SAS provides a great deal of flexibility for reading text data. This is accomplished through a DATA step. The basic elements are
Text Data Sources
In practice, text data is most often read from an external file, either on a drive attached to your computer, or on the internet. In the SAS documentation, the data is often included in the SAS program (in-line data).
External files
Suppose I had a text file in my Z drive named “class.txt”. It has one observation per line (record), and data values are separated within each line by a space. Each record/observation includes 5 data values.
----- class.txt -----
Alfred M 14 69 112.5
Alice F 13 56.5 84
Barbara F 13 65.3 98
---------------------
The code to read in these data values, and to calculate bmi
from them would look like this:
data class;
infile "Z:/class.txt";
input Name $ Sex $ Age Height Weight;
bmi=(weight/height**2)*703;
run;
This code employs many assumptions about the data, which we will begin to discuss below. They key elements here are the INFILE statement, which simply names a file to read, and the INPUT statement. The input statement gives names to the variables in the output data set, class
, and declares which variables are character variables. The type designation is made by adding a $
symbol after the names of character variables.
To read a text file from the internet, you first define a FILENAME reference to the URL. This takes the form
FILENAME filealias URL "url-specification";
A SAS filename, much like a library name, is used as an alias (shortcut), and in general they serve many purposes beyond defining URLs. SAS filenames (unquoted) may be used wherever you can use a quoted file name.
filename w3 url "https://www.ssc.wisc.edu/sscc/pubs/data/dwr-read/class_noheader.csv";
data class;
infile w3 dlm=',';
input Name $ Sex $ Age Height Weight;
bmi=(weight/height**2)*703;
run;
proc means data=class n mean lclm uclm;
run;
The MEANS Procedure
Lower 95% Upper 95%
Variable N Mean CL for Mean CL for Mean
--------------------------------------------------------------
Age 19 13.3157895 12.5963445 14.0352344
Height 19 62.3368421 59.8656709 64.8080133
Weight 19 100.0263158 89.0496312 111.0030004
bmi 19 17.8632519 16.8546417 18.8718621
--------------------------------------------------------------
In-line Data
In the SAS documentation it is very common to see example data sets included in-line with a DATA step. You can skip the INFILE statements or use INFILE DATALINES. The DATALINES statement is the last statement in a DATA step (before any RUN statement). Data follow on subsequent lines until a semi-colon is found.
data class;
input Name $ Sex $ Age Height Weight;
bmi=(weight/height**2)*703;
datalines;
Alfred M 14 69 112.5
Alice F 13 56.5 84
Barbara F 13 65.3 98
;
proc means data=class n mean stddev;
run;
The MEANS Procedure
Variable N Mean Std Dev
---------------------------------------------
Age 3 13.3333333 0.5773503
Height 3 63.6000000 6.4210591
Weight 3 98.1666667 14.2507310
bmi 3 17.0889569 1.2417386
---------------------------------------------
Text Data Layout
Text data comes in many forms. It is always a good idea to look at any documentation you have first. Then it can be informative to look at the text file itself, preferably in a dedicated text editor (on SSCC computers, use Notepad++ or VS Code).

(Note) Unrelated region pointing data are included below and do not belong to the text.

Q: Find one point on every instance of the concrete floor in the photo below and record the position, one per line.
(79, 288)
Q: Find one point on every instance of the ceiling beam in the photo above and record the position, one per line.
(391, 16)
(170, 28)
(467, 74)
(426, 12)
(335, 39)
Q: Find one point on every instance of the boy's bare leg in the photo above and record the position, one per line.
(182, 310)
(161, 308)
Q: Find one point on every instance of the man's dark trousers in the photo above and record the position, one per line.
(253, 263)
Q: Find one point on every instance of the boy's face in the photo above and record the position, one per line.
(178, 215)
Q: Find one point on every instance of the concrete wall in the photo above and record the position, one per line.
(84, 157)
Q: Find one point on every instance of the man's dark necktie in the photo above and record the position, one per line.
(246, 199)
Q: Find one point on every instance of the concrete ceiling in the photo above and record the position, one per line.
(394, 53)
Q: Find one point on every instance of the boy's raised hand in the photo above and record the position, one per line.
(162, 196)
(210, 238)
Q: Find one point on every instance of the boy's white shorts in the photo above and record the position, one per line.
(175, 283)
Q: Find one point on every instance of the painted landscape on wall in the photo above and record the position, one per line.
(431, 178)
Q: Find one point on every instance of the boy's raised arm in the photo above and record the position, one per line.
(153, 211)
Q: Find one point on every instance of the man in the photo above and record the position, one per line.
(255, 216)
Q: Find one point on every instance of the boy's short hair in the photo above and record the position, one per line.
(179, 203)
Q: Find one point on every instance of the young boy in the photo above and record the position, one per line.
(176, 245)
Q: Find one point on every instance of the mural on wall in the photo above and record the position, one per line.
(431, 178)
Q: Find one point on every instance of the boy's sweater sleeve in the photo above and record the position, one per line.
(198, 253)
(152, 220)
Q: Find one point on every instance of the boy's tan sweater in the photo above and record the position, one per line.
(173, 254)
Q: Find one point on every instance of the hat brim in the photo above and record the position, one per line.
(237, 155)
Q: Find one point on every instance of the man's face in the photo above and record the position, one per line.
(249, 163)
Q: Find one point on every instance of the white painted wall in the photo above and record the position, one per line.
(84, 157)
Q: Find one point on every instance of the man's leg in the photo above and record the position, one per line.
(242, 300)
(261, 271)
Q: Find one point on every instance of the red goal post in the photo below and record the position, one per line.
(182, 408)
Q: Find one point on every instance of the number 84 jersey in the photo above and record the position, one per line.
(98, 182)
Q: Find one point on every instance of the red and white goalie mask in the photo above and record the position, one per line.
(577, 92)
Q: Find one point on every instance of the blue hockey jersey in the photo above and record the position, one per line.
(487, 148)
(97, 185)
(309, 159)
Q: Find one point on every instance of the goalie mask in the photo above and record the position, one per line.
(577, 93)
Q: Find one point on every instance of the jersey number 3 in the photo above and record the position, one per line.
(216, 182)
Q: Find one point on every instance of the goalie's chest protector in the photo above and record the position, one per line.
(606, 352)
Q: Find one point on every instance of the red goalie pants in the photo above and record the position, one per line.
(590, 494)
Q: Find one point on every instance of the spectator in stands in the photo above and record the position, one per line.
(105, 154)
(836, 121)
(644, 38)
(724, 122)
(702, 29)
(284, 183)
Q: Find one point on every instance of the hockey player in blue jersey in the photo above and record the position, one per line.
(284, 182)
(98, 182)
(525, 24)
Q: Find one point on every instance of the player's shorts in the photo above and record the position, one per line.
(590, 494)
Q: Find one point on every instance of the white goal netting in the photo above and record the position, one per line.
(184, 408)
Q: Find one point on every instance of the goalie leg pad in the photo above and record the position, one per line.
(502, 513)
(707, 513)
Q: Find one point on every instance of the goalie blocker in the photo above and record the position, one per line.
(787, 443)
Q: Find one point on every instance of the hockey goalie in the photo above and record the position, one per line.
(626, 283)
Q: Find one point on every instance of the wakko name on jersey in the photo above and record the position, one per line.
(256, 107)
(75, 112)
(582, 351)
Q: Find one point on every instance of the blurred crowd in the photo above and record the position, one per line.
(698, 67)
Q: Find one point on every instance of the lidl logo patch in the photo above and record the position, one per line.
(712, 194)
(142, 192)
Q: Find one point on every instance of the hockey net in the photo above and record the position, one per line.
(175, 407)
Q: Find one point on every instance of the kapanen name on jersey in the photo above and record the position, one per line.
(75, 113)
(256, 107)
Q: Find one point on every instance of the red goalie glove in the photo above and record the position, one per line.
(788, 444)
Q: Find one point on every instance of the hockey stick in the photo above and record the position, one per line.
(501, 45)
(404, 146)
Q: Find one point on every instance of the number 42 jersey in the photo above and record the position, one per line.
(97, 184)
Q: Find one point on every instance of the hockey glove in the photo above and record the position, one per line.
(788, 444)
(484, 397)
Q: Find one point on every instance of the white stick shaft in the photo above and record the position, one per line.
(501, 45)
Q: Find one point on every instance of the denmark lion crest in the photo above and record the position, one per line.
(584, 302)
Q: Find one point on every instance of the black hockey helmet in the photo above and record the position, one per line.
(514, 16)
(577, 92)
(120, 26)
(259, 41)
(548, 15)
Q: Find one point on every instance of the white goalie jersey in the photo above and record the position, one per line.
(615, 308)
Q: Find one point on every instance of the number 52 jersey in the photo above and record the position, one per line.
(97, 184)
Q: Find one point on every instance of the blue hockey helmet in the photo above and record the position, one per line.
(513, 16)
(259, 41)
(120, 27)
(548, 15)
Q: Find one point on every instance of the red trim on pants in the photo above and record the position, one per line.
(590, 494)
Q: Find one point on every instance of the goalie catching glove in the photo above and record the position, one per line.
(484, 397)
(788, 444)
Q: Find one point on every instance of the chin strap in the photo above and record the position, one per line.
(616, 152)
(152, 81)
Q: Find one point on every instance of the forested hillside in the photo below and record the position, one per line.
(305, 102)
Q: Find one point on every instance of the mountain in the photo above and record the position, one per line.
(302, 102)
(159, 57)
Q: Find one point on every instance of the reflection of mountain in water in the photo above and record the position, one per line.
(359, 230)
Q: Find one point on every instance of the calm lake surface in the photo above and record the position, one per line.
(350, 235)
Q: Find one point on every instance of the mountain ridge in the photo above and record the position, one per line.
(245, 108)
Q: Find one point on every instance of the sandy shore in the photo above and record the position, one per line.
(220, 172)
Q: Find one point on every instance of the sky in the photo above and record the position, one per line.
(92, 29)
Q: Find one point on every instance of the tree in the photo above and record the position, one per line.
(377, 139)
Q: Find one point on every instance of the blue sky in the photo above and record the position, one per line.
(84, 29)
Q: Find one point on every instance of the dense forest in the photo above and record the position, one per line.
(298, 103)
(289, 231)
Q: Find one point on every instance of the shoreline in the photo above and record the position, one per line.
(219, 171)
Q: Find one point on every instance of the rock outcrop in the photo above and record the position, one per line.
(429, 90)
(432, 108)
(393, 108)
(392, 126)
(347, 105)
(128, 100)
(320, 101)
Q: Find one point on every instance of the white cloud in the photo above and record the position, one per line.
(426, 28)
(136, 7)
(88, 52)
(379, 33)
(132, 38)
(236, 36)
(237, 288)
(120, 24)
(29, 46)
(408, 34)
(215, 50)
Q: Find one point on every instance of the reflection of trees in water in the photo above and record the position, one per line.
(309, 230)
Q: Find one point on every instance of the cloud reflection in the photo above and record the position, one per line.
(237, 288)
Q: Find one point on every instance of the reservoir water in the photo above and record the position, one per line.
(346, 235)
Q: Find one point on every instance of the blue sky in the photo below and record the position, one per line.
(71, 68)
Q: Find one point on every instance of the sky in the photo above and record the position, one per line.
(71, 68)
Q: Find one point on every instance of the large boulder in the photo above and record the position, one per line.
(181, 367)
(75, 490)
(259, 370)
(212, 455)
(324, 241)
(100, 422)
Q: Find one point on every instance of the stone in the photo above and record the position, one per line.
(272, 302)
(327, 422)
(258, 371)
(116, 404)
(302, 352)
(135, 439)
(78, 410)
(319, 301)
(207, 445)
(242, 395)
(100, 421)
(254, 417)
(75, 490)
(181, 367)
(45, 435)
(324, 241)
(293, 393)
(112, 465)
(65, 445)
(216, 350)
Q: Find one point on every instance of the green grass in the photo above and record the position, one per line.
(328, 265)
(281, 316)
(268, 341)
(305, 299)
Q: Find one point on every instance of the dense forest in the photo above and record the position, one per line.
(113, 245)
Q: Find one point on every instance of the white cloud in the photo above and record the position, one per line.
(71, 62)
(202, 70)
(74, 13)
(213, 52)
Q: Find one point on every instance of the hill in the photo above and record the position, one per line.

You are looking for a few things when you examine the file.
Distinguish data, metadata, and extra text (notes)
The file includes data values. Does it also include variable names or other information that helps define the data? Is there a header or a footer with explanatory text about the file contents?
Observation delimiter
What separates one observation from the next? Commonly, each observation has a separate line in the text file, but it is possible to have multiple observations per line, or multiple lines per observation.
Data value delimiter
Within an observation, what separates one data value from the next? Most commonly the data value delimiter will be a space or a comma. Tabs used to be common, and are hard to distinguish visually from spaces.
Especially in older data sets, it used to be common for data values to appear in specified columns - e.g. state in columns 3-4 and county in columns 5-7 - with no character separating data values.
Character value quote
Where data value delimiters are used, how are the same characters included in character data values? For instance, if the data values are separated by spaces, how do you include a space within a data value? The typical answer is, character data values are enclosed in quotes, either double (“) or single (’) quotes.
Missing value string
How are missing values indicated? This might be by having two data value delimiters with no data value between them. Or there might be a special character string that denotes missing data, such as a period, .
, -99, or BBBBBBB. There may be more than one missing value indicator as well, such as -98 and -99.